Expedia (NASDAQ:EXPE) shareholders outperformed a rallying stock market last month. The travel giant's stock rose 12% in May compared to a 4.5% increase in the S&P 500, according to data provided by S&P Global Market Intelligence.
The rally added to April's gains and erased much of the 60% loss that shares had posted through early March. Yet Expedia stock is still trailing the market in 2020 through early June.
As a leading travel-booking site, Expedia was among the hardest hit when the COVID-19 pandemic sent airline and hotel traffic plummeting in March. That decline set shares up for a rebound once investor sentiment on the industry turned positive again last month.
Expedia posted some ugly operating metrics on May 20, with travel bookings diving 39% in the fiscal first quarter as net losses landed at $258 million. Yet investors instead chose to focus on its improving cost profile and the prospect of a return of vacation traffic as early as June.
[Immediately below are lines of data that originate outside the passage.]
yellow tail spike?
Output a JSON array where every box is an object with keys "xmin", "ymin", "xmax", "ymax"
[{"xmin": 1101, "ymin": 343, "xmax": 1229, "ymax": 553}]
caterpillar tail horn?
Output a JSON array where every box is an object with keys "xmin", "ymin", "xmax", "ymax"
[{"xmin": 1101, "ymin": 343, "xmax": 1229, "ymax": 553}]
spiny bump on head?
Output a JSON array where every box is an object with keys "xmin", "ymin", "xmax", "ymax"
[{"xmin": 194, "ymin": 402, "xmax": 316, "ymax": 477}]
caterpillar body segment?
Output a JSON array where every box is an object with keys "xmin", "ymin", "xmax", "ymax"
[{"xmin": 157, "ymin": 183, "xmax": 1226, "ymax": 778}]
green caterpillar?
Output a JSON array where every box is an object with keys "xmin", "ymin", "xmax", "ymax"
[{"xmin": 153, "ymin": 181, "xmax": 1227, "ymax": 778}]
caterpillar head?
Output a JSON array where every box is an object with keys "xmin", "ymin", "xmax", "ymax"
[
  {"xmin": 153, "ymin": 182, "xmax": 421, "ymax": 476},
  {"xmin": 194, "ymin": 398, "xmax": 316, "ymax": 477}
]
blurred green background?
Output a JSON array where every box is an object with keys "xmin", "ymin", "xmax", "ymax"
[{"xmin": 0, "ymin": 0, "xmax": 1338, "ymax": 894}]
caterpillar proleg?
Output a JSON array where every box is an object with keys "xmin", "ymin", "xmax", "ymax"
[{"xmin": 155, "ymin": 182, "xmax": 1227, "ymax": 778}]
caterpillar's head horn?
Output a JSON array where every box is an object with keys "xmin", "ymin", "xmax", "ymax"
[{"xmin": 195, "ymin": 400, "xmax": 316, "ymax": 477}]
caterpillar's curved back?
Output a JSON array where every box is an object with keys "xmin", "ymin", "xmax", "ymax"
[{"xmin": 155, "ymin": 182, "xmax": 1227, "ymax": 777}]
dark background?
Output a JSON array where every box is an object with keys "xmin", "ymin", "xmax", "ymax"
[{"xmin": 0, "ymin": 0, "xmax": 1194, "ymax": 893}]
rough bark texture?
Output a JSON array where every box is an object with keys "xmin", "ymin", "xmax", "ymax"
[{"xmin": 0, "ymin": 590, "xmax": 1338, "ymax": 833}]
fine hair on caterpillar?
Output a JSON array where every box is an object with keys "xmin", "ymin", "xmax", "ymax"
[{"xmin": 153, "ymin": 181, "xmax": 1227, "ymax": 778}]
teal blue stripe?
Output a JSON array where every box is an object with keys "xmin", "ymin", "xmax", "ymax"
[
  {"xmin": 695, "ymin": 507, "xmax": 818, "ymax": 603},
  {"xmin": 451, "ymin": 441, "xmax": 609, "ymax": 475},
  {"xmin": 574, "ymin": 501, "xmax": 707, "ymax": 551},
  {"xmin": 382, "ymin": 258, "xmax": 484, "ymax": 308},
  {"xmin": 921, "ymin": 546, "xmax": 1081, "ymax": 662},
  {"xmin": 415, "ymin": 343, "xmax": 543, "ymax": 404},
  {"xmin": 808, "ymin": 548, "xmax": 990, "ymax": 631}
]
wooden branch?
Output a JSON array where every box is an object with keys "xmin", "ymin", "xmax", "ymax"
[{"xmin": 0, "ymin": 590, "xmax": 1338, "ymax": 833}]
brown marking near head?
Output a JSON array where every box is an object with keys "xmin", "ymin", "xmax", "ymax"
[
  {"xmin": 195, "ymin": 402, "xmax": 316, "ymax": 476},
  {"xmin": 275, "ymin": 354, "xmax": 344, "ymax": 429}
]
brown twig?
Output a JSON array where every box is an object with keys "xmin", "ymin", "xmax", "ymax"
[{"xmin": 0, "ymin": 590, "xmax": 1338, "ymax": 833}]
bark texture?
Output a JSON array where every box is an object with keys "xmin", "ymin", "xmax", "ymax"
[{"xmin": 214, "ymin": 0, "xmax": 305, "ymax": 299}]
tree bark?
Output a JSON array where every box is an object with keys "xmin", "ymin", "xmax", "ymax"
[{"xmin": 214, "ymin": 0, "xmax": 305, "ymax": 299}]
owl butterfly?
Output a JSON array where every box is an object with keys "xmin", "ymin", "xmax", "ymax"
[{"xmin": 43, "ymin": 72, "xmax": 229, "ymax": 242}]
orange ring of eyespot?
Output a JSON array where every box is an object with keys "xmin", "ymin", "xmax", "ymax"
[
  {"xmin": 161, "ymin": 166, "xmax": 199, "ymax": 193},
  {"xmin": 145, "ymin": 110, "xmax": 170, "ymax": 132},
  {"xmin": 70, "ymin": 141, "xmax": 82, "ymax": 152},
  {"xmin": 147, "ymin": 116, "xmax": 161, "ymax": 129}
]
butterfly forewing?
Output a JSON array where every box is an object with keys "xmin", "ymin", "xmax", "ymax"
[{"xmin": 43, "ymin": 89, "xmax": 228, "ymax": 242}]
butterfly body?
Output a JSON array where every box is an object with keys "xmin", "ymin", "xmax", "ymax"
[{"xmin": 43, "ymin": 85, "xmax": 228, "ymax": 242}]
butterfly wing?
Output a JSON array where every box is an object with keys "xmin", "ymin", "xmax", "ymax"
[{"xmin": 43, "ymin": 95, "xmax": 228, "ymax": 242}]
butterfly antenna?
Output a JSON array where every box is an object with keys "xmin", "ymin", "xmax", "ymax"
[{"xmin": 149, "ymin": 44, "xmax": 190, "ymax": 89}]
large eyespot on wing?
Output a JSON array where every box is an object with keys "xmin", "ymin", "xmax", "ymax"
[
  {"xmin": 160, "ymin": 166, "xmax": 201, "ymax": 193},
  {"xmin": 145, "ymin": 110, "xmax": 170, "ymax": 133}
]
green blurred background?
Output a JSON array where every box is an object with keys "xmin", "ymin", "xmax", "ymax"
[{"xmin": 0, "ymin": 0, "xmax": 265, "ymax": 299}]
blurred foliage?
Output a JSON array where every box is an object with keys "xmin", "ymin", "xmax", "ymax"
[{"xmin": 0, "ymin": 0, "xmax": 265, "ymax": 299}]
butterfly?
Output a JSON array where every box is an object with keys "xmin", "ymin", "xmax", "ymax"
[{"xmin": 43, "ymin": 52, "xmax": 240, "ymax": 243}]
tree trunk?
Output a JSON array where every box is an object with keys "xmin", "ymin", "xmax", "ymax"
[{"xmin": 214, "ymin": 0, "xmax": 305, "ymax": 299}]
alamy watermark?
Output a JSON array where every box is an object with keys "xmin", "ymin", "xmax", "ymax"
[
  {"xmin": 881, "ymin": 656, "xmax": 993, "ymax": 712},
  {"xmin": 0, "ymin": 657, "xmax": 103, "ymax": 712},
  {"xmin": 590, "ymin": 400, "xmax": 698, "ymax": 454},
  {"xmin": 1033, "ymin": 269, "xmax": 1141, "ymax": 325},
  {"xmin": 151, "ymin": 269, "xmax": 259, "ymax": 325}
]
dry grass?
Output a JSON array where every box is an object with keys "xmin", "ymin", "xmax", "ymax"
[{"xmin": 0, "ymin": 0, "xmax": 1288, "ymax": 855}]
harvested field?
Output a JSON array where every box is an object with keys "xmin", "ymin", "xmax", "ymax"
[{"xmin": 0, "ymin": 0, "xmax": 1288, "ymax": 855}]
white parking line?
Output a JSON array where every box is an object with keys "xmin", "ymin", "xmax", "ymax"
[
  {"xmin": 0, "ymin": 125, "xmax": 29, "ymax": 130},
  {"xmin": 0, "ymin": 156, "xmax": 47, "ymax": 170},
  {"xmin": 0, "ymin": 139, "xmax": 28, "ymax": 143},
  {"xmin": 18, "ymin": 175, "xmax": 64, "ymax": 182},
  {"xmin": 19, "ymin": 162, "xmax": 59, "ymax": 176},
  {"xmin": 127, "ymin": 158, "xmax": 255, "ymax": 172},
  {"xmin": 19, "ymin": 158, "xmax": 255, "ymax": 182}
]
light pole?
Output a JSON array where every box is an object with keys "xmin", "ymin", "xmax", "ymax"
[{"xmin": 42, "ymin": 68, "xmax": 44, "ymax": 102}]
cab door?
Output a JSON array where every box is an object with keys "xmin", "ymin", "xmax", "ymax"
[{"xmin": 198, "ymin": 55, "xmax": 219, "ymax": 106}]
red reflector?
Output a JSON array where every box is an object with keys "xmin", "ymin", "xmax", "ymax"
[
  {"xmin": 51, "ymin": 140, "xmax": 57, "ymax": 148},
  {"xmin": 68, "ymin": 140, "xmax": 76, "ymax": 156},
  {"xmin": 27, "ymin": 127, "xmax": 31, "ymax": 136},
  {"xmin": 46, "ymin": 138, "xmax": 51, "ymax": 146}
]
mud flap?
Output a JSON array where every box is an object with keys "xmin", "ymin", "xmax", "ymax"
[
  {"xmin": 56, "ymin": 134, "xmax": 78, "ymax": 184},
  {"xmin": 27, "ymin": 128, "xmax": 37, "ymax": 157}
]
Expedia burned through $1.1 billion of cash last quarter, but new loans -- plus a lower expense profile -- have kept it safe from any impending liquidity crunch. The company counted over $4 billion of cash on the books as of late March.
Meanwhile, investors will have to wait for details about the trajectory of the vacation industry rebound, which will depend on big variables like the novel coronavirus and economic growth conditions in places like the U.S., China, and Europe.